Every Vulkan and DirectX 12 renderer eventually hits the same wall: you want to destroy a resource — a buffer, an image, a pipeline — but the GPU is still reading from it. Call the destructor too early and you get a validation error or, worse, silent corruption. Stall the CPU until the GPU is idle and you’ve thrown away your pipelining budget. The right answer is deferred release: schedule the destruction, let the GPU finish, then clean up.

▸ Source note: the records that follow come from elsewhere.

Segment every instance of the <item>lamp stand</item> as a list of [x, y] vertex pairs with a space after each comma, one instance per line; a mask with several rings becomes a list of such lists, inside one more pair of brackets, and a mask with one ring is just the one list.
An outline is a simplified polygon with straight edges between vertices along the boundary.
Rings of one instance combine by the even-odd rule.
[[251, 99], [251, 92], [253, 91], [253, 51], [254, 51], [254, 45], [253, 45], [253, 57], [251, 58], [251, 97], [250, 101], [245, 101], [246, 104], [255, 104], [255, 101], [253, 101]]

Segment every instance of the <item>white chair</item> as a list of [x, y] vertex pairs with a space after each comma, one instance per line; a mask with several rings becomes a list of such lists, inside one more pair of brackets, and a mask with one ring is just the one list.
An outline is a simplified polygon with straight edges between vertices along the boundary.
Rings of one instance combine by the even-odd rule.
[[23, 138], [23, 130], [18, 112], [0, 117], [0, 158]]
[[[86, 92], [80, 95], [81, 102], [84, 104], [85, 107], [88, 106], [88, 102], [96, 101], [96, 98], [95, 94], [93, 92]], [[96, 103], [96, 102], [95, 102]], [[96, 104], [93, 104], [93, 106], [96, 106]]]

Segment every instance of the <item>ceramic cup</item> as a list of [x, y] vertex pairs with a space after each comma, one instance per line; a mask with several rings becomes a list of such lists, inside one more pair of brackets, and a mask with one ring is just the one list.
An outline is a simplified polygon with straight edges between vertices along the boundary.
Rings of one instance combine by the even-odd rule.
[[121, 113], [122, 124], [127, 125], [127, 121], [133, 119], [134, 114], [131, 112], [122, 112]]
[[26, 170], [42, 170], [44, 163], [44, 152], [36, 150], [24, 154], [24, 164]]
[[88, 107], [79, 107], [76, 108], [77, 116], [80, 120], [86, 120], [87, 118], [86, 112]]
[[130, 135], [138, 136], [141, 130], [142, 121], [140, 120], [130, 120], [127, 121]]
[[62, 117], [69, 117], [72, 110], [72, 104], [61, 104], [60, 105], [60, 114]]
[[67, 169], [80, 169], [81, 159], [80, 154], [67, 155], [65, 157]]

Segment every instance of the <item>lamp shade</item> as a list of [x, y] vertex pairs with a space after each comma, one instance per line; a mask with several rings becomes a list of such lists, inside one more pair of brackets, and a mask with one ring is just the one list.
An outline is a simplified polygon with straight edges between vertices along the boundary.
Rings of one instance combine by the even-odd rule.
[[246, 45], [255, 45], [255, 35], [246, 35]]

This post walks through a production-grade ReleaseManager that handles this precisely, using timeline semaphore values (Vulkan) or fence values (D3D12) to drive cleanup.
The problem
In a pipelined renderer, the CPU is always ahead of the GPU. Frame N’s commands are recorded and submitted while the GPU is still executing frame N-2. If you delete a buffer the moment the CPU is done with it, you pull the rug out from under the in-flight GPU work.
The naive fix — vkDeviceWaitIdle before every free — serializes the entire pipeline. That’s acceptable during teardown, not during a frame.
The correct model is: record when a resource becomes unreferenced, bind that moment to a timeline value, and free the resource once the GPU signals that value.
Two-queue architecture
The manager maintains two queues:
SafeReleaseResource(res, cmdNum)
│
▼
┌─────────────────────────────┐
│ StaleQueue │ keyed by command list number
│ [cmd=4, res_A] │
│ [cmd=4, res_B] │
│ [cmd=5, res_C] │
└──────────────┬──────────────┘
│ DiscardStaleResources(cmdNum=4, fenceValue=7)
│ moves entries with key ≤ cmdNum
▼
┌─────────────────────────────┐
│ ReleaseQueue │ keyed by timeline/fence value
│ [fence=7, res_A] │
│ [fence=7, res_B] │
└──────────────┬──────────────┘
│ Purge(completedFenceValue)
│ pops entries with key ≤ completedFenceValue
▼
destructor runs ✓
StaleQueue holds resources that belong to a command list that hasn’t been submitted yet. The key is a command list number — a monotonically increasing counter assigned by the command list allocator (see upcoming post) each time a new list is opened.
ReleaseQueue holds resources that have been submitted and are waiting for the GPU to pass a fence checkpoint. The key is a timeline semaphore value (or a D3D12 fence value).
This two-stage design prevents a common mistake: promoting a resource directly to the release queue with the current fence value before the command list is even submitted, which would release it too early if the fence advances from a different queue.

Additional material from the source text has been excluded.